What exactly did you try?

Note that I gave two suggestions in my previous message. Since this error doesn't look familiar to me I'll have to ask to be a little more specific.


----------



## beamar (Oct 1, 2013)

ShelLuser said:
			
		

> What exactly did you try?
> 
> Note that I gave two suggestions in my previous message. Since this error doesn't look familiar to me I'll have to ask to be a little more specific.




`lynx [url=https://google.com]https://google.com[/url]`


The error I posted earlier is from the above command.


Pretty sure it has something to do with my SSL certificates. I didn't want to waste a ton of time on it, so I just threw it on a Windows IIS server and it worked out of the box. :\

Thanks for your help,
Brian


----------



## ShelLuser (Oct 2, 2013)

Either SSL certificates or the browser itself (when using HTTPS lynx uses OpenSSL for support. If it can't find any root certificates then this can happen).
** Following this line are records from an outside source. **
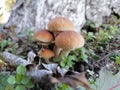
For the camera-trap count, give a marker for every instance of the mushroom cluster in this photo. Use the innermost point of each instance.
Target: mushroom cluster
(61, 33)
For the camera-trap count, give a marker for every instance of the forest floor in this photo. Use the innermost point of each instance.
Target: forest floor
(102, 49)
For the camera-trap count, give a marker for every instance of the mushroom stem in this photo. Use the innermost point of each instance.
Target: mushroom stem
(56, 51)
(64, 52)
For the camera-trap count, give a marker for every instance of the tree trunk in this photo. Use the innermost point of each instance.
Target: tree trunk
(35, 14)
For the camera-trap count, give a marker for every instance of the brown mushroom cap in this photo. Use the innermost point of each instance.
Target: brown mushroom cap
(69, 40)
(43, 36)
(46, 53)
(61, 24)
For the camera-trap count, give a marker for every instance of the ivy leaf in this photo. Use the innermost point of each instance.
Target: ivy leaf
(83, 55)
(25, 80)
(20, 87)
(21, 70)
(9, 87)
(30, 84)
(11, 80)
(19, 78)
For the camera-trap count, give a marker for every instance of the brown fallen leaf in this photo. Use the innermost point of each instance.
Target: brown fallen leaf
(74, 79)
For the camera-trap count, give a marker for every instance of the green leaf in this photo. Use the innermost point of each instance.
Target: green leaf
(106, 81)
(11, 80)
(20, 87)
(30, 84)
(21, 70)
(25, 80)
(84, 55)
(9, 87)
(118, 60)
(19, 78)
(2, 87)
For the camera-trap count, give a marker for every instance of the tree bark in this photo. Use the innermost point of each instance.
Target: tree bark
(35, 14)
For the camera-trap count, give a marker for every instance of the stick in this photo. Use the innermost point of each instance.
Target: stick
(13, 60)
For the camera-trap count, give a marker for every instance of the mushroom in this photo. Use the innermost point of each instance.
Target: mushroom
(46, 54)
(44, 37)
(58, 25)
(69, 40)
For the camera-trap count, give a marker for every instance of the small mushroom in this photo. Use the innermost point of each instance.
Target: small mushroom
(44, 37)
(69, 40)
(46, 54)
(58, 25)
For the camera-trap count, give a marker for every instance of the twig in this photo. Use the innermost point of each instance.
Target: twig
(13, 60)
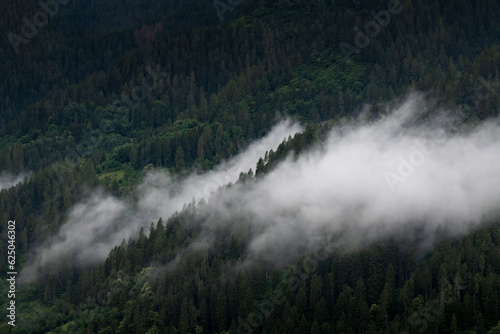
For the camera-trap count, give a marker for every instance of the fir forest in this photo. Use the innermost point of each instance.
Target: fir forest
(250, 166)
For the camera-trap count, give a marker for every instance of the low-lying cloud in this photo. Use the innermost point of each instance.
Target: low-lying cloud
(101, 221)
(368, 181)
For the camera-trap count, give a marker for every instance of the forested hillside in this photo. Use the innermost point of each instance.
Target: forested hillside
(105, 93)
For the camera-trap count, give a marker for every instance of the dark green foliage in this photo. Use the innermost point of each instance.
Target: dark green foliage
(197, 91)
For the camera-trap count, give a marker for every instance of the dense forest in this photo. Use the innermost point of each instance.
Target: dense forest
(102, 93)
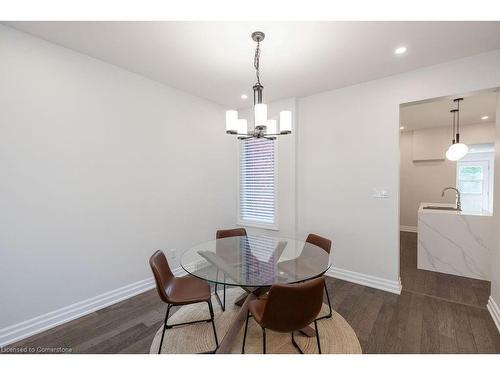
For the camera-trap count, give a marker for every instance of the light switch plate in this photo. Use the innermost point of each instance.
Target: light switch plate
(380, 193)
Even so; the fact that it gives you this warning shows us that this isn't a firewall or routing issue of some sort; lynx was able to utilize port 443 (HTTPS).

My guess at this time: your system doesn't have security/ca_root_nss installed. This is a collection of the CA root certificates which are also used in the Mozilla NSS library. And those root certificates will be required by any software which tries to set up an encrypted (HTTPS) connection.

Hope this can help.


----------



## cuq (Oct 4, 2013)

May be you have not installed the OpenSSL extension in lang/php53-extensions.


----------